INAF 355: IMMIGRANTS, REFUGEES & STATE

Taught by Katharine Donato

This course examines the causes and consequences of forced migration, focusing in particular on displacement from conflict and human rights violations. It begins with the history of the concept of 'refuge' and then traces the evolution of the international regime for protecting and assisting refugees and displaced persons.
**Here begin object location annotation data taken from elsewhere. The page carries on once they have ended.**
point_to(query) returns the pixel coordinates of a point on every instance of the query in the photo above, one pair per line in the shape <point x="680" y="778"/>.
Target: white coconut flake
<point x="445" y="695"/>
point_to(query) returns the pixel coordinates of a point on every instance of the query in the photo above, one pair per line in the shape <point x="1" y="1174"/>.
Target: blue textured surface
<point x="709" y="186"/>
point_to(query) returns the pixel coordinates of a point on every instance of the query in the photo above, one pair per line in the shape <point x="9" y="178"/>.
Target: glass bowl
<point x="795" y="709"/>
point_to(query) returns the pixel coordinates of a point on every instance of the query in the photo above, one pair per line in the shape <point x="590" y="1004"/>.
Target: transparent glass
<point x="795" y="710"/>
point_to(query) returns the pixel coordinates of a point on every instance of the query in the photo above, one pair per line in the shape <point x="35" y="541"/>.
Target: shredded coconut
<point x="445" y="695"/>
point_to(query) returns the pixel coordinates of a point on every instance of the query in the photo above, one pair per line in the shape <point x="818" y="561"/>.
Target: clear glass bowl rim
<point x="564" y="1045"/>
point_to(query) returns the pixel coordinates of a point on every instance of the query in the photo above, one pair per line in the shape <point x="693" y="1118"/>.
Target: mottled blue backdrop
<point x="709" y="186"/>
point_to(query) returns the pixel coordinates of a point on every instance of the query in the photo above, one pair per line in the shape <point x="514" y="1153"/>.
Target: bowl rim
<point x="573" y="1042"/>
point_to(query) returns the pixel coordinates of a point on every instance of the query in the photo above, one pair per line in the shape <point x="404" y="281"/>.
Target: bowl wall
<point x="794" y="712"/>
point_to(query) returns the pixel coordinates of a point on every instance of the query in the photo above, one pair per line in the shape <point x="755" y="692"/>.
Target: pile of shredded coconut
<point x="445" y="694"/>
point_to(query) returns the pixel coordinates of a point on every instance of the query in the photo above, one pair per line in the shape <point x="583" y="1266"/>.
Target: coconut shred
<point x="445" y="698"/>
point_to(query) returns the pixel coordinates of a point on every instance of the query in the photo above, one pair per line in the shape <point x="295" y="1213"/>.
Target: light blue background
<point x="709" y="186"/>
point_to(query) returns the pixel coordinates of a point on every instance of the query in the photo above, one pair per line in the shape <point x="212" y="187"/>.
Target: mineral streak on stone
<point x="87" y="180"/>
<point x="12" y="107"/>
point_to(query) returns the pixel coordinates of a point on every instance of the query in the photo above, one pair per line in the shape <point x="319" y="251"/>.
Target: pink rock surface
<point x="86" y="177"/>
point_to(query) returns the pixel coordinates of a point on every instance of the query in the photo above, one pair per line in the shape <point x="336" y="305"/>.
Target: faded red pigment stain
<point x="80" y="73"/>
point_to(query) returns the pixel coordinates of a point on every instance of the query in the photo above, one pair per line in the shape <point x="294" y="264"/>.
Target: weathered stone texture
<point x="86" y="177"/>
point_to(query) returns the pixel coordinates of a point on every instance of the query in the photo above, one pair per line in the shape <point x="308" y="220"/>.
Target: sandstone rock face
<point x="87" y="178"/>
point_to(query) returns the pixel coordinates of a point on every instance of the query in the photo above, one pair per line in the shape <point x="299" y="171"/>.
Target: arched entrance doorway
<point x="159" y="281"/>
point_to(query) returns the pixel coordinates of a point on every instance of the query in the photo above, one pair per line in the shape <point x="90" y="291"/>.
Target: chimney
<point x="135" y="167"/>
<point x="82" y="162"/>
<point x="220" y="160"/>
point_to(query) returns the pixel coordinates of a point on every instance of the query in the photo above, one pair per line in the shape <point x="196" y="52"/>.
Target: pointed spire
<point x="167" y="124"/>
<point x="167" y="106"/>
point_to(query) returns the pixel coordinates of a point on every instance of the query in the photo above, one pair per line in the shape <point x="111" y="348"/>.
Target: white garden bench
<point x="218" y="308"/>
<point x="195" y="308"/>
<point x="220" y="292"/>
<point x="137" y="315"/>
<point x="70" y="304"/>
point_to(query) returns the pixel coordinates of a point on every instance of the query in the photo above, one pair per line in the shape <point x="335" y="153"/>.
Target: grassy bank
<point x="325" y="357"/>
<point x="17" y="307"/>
The course then focuses on current examples of displacement in Africa, Latin America, the Middle East, Central and South Asia, and Europe.

INAF 648: International Migration and Development

Taught by Katharine Donato

This seminar is intended for students interested in preparing a research paper on a topic related to international migration. The course will focus on trends in international migration, including future economic, social, demographic, political, and other factors that will influence population movements; the elements of a normative and legal framework on which coherent migration policies could be based; the relationship between international migration and such issues as economic development, economic growth and competitiveness, poverty alleviation, trade, national and international security, social support systems, human rights, transnational organized crime, and public health; and institutional arrangements that will enhance international cooperation to promote safe and orderly migration.